Reply
Wed 28 May, 2008 07:53 am
From a security advisory from one of our vendors:
Quote:Attackers insert SCRIPT and IFRAME tags into the content of trusted, legitimate web sites via a known SQL injection attack. Those tags redirect the user to the attacker's server which hosts the Flash exploit. Tens of thousands of web sites are vulnerable to the SQL injection attack, meaning the distribution potential is high.
...
The only confirmed vulnerable version is (pre-patch) 9.0.115.0.
...
**** advises clients to verify that all Adobe Flash installations are running version 9.0.124 or later. This version may also be referred to as "9f", "9,0,124,0", "9.0 r124" or similar. However, Adobe Flash does not store version information in the registry. For individual PCs, the version of the currently installed Flash Player can be determined by visiting this Adobe web page:
http://www.adobe.com/products/flash/about/
...
Payloads vary but generally include the installation of downloaders, backdoors, and password stealing spyware Trojans. While detection of the various Trojans is good on average, some remain undetected by major AV engines. None of the major AV engines detected the actual exploit Flash file at the time this advisory was written. Now that samples have been obtained, anti-virus companies are updating their signatures accordingly.
My flash player was at 9.0.115.0. I'm upgrading now.
http://www.adobe.com/shockwave/download/download.cgi?P1_Prod_Version=ShockwaveFlash
crap...what does that mean?
mismi wrote:crap...what does that mean?
Go to:
http://www.adobe.com/products/flash/about/ .
If your version reads as 9.0.115.0 or earlier, then install the latest version of flash player.

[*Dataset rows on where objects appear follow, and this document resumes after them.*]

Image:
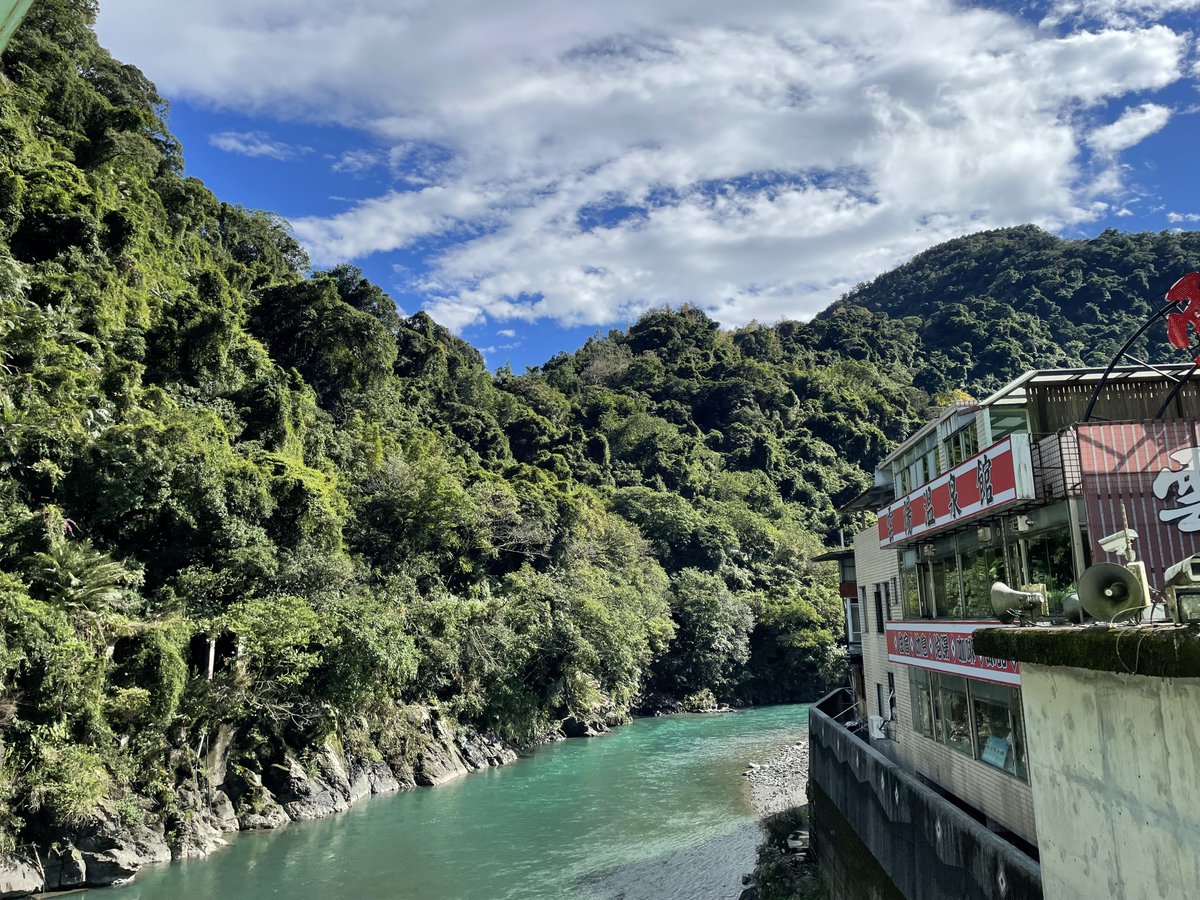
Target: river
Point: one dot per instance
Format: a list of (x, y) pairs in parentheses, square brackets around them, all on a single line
[(655, 810)]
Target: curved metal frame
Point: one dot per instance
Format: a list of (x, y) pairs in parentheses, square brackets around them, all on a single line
[(1123, 353)]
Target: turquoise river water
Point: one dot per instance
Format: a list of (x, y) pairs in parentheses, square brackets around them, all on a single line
[(657, 810)]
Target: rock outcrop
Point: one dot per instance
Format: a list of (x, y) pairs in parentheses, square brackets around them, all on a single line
[(228, 787), (17, 877)]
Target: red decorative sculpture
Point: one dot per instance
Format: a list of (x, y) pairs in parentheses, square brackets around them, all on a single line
[(1185, 291)]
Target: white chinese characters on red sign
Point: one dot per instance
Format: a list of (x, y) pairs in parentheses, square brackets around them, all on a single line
[(994, 478), (948, 647)]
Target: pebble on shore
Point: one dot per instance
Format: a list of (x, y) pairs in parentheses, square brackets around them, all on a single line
[(779, 783)]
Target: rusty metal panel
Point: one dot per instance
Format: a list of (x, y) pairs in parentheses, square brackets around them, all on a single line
[(1151, 469)]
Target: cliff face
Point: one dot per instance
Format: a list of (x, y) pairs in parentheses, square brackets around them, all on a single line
[(256, 527)]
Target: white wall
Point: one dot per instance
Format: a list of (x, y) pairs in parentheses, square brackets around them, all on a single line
[(1116, 783)]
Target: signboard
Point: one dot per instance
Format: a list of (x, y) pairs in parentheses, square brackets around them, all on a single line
[(948, 647), (1151, 471), (988, 481)]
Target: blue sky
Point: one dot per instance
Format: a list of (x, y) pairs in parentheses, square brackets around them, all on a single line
[(534, 172)]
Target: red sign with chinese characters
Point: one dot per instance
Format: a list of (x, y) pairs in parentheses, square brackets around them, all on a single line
[(1146, 475), (989, 480), (948, 647)]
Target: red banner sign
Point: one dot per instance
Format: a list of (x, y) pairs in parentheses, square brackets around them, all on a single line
[(948, 647), (989, 480)]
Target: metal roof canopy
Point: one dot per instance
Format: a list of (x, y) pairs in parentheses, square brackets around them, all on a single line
[(1015, 390), (832, 556)]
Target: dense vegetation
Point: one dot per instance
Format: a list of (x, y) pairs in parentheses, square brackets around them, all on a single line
[(234, 490), (988, 306)]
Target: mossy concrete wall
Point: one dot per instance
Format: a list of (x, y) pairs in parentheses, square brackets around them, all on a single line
[(1115, 765), (923, 847)]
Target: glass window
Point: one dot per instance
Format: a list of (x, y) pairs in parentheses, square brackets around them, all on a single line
[(1007, 420), (1000, 733), (1050, 563), (922, 703), (847, 569), (942, 576), (963, 444), (982, 567), (909, 583), (955, 713)]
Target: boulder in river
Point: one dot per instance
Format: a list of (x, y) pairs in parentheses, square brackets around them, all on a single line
[(17, 877)]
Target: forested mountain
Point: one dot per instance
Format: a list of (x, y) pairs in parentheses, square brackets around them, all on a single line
[(237, 492), (988, 306)]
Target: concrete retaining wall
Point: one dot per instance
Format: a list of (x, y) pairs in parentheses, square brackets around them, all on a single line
[(1116, 781)]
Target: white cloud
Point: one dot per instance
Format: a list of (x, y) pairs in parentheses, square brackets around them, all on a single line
[(755, 157), (1117, 12), (355, 162), (255, 143), (1134, 126)]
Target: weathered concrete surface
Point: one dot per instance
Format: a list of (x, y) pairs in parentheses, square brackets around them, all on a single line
[(1115, 762), (925, 847)]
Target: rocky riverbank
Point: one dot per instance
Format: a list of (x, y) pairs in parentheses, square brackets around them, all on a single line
[(238, 783), (779, 783)]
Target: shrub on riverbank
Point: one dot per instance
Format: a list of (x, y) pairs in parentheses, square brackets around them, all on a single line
[(779, 873)]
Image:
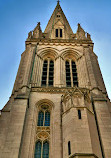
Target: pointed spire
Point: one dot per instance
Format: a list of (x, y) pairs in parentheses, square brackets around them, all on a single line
[(58, 2), (37, 31), (57, 20)]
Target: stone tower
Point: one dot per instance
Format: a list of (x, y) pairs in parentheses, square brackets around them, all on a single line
[(59, 106)]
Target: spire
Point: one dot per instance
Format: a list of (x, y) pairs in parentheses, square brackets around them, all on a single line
[(58, 20)]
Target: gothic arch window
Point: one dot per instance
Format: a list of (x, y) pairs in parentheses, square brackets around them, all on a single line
[(38, 147), (48, 73), (41, 149), (44, 116), (71, 73)]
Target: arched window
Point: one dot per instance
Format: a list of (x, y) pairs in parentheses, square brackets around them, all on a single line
[(51, 73), (47, 73), (68, 76), (45, 150), (47, 118), (44, 117), (41, 150), (38, 146), (74, 74), (44, 73), (71, 74), (40, 118)]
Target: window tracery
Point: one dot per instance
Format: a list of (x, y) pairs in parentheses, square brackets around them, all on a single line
[(48, 73), (44, 116), (71, 73)]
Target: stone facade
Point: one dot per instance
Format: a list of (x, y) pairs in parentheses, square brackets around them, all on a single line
[(89, 135)]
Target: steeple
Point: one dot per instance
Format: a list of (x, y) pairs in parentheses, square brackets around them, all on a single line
[(58, 21)]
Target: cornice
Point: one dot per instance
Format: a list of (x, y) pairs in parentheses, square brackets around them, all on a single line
[(56, 89)]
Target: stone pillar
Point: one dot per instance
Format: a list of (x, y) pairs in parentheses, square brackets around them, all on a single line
[(12, 144)]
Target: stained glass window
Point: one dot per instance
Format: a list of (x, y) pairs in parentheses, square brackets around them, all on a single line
[(44, 73), (38, 150), (45, 150), (68, 77), (51, 73), (71, 74), (47, 118)]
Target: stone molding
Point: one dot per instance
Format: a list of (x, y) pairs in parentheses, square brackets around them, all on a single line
[(83, 155)]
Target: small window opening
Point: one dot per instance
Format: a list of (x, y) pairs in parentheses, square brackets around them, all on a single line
[(79, 114), (56, 32), (58, 15), (69, 148), (60, 32)]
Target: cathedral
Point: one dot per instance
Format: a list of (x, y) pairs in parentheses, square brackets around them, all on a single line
[(59, 107)]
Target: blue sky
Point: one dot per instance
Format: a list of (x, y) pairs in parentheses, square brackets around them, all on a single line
[(18, 17)]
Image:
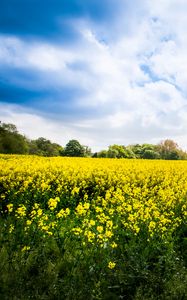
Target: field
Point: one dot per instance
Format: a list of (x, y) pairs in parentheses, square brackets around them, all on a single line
[(78, 228)]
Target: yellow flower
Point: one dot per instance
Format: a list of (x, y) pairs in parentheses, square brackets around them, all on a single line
[(10, 207), (25, 248), (111, 265)]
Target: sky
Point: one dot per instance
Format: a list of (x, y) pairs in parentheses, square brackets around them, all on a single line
[(102, 72)]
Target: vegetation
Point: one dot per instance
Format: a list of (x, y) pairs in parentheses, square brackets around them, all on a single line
[(78, 228)]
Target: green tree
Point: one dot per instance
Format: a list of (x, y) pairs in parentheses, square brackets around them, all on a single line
[(169, 149), (74, 148), (44, 147), (11, 142)]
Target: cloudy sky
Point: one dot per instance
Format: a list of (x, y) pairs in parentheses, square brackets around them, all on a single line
[(102, 72)]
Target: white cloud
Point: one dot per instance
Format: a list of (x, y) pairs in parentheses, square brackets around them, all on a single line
[(138, 104)]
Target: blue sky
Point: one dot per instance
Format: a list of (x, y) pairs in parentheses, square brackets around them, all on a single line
[(102, 72)]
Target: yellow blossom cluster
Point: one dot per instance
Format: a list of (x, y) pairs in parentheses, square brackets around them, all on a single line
[(103, 199)]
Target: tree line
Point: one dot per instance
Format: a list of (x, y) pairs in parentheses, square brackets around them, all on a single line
[(12, 142)]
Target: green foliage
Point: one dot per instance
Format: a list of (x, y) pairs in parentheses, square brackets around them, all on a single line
[(11, 141), (74, 149), (44, 147)]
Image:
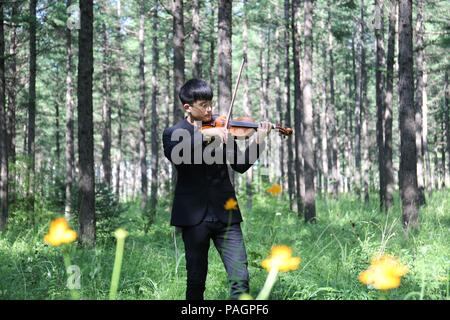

Also, check all browsers, IE, firefox, etc. as each browser uses a separate plugin.
Oh no...what? I don't know Firefox...Mine is Internet Explorer (I had to look up what a browser was)...how do I check that? I am technologically retarded...so please forgive me if I seem ignorant here...I just am.
mismi wrote:Oh no...what? I don't know Firefox...Mine is Internet Explorer (I had to look up what a browser was)...how do I check that? I am technologically retarded...so please forgive me if I seem ignorant here...I just am.
If you only use Internet Explorer, then no worries.